Personal information
- Full name: Andrés Duarte Villamayor
- Date of birth: 4 February 1972 (age 53)
- Place of birth: Asunción, Paraguay
- Position: Right-back

Senior career*
- Years: Team / Apps / (Gls)
- 1990–1993: Cerro Porteño
- 1993–1995: Argentinos Juniors / 25 / (1)
- 1995–1996: Ferro Carril Oeste / 10 / (0)
- 1996–1997: Deportivo Italiano / 6 / (1)
- 1997: Cerro Corá
- 1998–1999: Instituto / 12 / (0)
- 2000: River Plate Asunción
- 2000–2004: Mineros

International career
- 1992: Paraguay U23 / 4 / (0)
- 1993: Paraguay / 7 / (0)

= Andrés Duarte =

Paraguayan footballer (born 1972)

Andrés Duarte Villamayor (born 4 February 1972, in Asunción) is a retired Paraguayan footballer. A defender, he was a member of the Paraguay national team, competing at the 1992 Summer Olympics in Barcelona, Spain.

==Club career==
Duarte played for Cerro Porteño, Cerro Corá and River Plate Asunción in Paraguay and Argentinos Juniors, Ferro Carril Oeste, Sportivo Italiano and Instituto in Argentina. He retired with Venezuelan club Mineros in 2004.

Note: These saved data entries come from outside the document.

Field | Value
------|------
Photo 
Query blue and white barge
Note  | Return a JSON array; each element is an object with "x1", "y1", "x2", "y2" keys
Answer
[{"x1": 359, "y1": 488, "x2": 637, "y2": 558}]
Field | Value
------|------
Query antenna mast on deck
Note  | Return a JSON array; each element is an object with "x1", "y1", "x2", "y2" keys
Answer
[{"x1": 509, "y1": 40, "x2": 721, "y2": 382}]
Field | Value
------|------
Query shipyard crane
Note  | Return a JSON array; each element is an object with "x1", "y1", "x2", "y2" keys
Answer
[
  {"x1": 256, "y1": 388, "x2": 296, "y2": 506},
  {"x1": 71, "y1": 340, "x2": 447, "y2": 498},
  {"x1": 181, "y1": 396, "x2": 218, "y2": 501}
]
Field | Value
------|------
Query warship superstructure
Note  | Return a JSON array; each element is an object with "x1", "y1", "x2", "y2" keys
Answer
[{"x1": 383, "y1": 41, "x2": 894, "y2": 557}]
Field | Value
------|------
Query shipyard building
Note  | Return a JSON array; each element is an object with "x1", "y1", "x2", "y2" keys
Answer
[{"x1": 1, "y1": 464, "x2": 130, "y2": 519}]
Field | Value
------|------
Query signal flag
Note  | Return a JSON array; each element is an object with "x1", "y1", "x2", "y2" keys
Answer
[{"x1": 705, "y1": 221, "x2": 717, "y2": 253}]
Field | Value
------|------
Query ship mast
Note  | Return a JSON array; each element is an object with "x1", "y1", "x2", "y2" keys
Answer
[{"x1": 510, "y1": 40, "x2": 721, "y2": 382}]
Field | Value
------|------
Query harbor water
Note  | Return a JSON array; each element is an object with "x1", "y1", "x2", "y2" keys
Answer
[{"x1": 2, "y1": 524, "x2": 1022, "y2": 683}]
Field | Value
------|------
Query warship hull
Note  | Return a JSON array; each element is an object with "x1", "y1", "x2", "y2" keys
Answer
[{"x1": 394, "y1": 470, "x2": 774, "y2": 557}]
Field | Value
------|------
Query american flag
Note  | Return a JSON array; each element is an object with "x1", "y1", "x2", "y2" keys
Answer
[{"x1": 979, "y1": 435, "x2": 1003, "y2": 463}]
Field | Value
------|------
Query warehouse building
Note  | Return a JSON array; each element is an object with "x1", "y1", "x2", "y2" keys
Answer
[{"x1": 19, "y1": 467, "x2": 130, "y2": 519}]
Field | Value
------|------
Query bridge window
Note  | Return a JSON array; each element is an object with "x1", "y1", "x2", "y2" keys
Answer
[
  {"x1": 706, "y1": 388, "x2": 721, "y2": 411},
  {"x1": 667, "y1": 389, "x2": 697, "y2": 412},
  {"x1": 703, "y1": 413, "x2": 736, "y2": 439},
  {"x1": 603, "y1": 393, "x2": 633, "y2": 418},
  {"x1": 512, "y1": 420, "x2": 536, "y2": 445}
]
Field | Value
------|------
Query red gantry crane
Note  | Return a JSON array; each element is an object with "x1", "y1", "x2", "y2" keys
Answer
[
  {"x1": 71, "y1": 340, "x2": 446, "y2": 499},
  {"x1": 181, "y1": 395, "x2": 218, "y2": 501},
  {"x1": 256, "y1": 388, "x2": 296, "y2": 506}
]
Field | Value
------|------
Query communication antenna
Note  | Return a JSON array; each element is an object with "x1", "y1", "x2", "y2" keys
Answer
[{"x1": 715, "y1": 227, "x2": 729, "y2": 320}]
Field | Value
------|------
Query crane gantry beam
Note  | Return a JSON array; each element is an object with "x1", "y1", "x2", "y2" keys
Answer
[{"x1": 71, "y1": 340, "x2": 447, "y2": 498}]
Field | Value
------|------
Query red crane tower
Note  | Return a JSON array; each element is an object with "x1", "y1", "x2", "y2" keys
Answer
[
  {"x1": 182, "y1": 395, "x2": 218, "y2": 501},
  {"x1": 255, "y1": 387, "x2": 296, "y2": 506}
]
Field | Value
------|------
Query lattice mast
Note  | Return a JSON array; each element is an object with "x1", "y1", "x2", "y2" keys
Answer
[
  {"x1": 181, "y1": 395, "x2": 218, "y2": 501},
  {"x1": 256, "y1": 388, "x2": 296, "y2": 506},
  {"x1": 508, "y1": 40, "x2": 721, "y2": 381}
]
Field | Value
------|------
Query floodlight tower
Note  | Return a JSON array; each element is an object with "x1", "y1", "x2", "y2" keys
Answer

== International career ==
Duarte made his international debut for the Paraguay national football team on 3 March 1993 in a friendly match against Bolivia (1–0 win). He obtained a total number of seven international caps, scoring no goals for the national side.

==Personal life==
Duarte's sons Alexis and Andrés are also footballers and defenders.